Evaluation of Movement Coordination - Inspection
  • Soft tissue appearance: muscle atrophy, hypertrophy, or asymmetry.

  • Soft tissue asymmetries: tightness, skin contour different side to side, presence of swelling or inflammation.

  • Posture: increased lordotic, or kyphotic postures; presence of scoliosis or lateral shift.

  • “Hinge” points with observation of active ROM or functional movements, indicating areas of concentrated motion or compensation.

Evaluation of Movement Coordination - Palpation
  • Bony palpation: presence of a step off with SP palpation in lumbar region, indicating spondylolisthesis or fracture.

  • Soft tissue palpation: increased tissue density, contraction, “tone” or “protective tone”, indicative of muscle guarding or spasm.

  • Soft tissue appearance: muscle atrophy, or increased firing.

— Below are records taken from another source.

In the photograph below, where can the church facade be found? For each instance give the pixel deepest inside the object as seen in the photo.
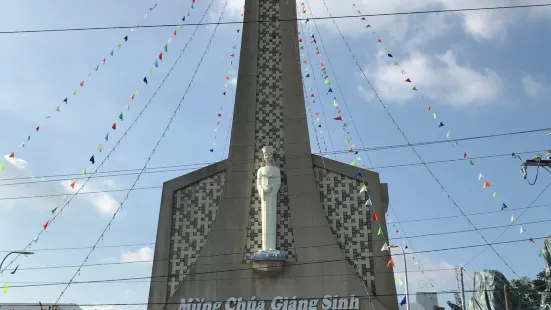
(273, 226)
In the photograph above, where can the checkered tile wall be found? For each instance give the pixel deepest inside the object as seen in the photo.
(349, 219)
(193, 212)
(269, 130)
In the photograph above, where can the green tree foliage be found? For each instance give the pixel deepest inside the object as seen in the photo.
(529, 291)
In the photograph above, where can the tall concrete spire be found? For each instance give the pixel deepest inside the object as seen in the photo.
(210, 219)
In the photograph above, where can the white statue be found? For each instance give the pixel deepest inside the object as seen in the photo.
(268, 182)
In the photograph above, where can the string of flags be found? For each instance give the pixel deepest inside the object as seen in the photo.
(227, 81)
(81, 84)
(368, 204)
(485, 183)
(73, 184)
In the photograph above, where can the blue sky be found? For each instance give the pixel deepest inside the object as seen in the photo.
(481, 72)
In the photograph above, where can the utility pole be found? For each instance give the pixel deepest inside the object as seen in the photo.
(507, 298)
(463, 303)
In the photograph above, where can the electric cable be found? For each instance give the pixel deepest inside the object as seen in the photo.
(317, 262)
(362, 297)
(491, 8)
(112, 149)
(412, 147)
(154, 148)
(509, 226)
(153, 243)
(194, 166)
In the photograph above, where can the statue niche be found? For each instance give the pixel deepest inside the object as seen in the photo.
(269, 259)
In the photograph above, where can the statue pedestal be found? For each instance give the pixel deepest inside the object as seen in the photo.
(268, 263)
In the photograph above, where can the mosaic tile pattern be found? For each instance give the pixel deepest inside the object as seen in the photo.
(349, 219)
(193, 213)
(269, 130)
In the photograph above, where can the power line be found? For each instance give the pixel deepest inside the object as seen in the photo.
(304, 247)
(50, 221)
(194, 166)
(257, 300)
(283, 20)
(409, 143)
(171, 119)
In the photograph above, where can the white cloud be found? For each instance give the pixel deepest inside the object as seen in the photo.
(532, 87)
(440, 78)
(104, 202)
(143, 254)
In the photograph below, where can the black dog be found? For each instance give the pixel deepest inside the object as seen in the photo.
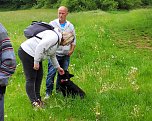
(68, 88)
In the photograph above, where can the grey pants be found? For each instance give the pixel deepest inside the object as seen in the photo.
(33, 77)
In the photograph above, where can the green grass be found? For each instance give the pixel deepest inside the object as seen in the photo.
(111, 63)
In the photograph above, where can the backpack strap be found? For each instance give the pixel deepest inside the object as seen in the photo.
(55, 43)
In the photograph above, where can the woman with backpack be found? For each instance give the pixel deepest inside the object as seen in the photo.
(32, 52)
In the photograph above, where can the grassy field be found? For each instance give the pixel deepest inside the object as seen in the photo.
(112, 63)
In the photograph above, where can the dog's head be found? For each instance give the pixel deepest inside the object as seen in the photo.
(66, 76)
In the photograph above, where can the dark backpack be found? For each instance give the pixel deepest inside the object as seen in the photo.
(35, 28)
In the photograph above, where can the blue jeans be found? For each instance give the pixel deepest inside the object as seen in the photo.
(33, 77)
(64, 63)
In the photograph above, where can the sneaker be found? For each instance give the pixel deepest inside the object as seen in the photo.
(46, 96)
(35, 104)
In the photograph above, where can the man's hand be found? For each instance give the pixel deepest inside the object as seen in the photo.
(36, 66)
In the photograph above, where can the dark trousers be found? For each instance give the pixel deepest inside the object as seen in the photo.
(64, 63)
(33, 77)
(2, 91)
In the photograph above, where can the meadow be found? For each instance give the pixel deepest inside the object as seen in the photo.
(112, 63)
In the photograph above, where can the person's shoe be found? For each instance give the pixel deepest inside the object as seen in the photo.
(46, 96)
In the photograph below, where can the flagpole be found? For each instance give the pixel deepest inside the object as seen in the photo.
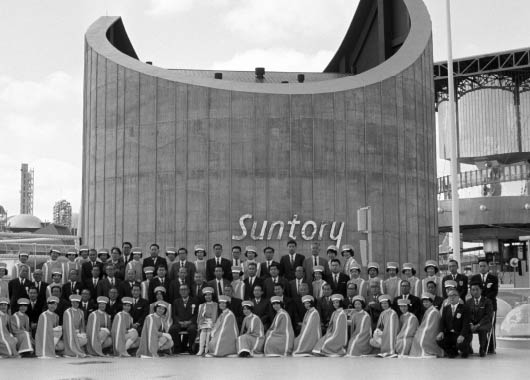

Evaluation of Movement Coordination - Palpation of Passive Physiologic Intervertebral Motion
  • Hypermobile segments or groups of segments.

  • Findings of hypermobility can build a case for movement coordination deficits.

Evaluation of Movement Coordination - Passive Accessory Intervertebral Joint Mobility
  • PA pressures.

  • Unilateral PA pressures.

  • Findings of hypermobility can build a case for movement coordination deficits.

Evaluation of Movement Coordination - Muscle Performance testing
  • MMT

  • Endurance tests: - Biering-Sorensen test (trunk extensor endurance)

    • Flexor endurance test

    • Side bridge test

Evaluation of Movement Coordination - Special Testing
  • Prone Instability test

Keys of Evaluating LBP with Movement Coordination Deficits
  • Limited active and/or passive motion with symptoms of pain and can have aberrant motion.

  • Often includes LE referred pain.

  • Hicks CPR criteria for stabilization benefit:

    • Age less than 41 years

    • SLR > 91 degrees

    • Positive prone instability test

    • Presence of aberrant motion

  • Muscle performance testing shows weakness.

  • Passive mobility testing shows hypermobility.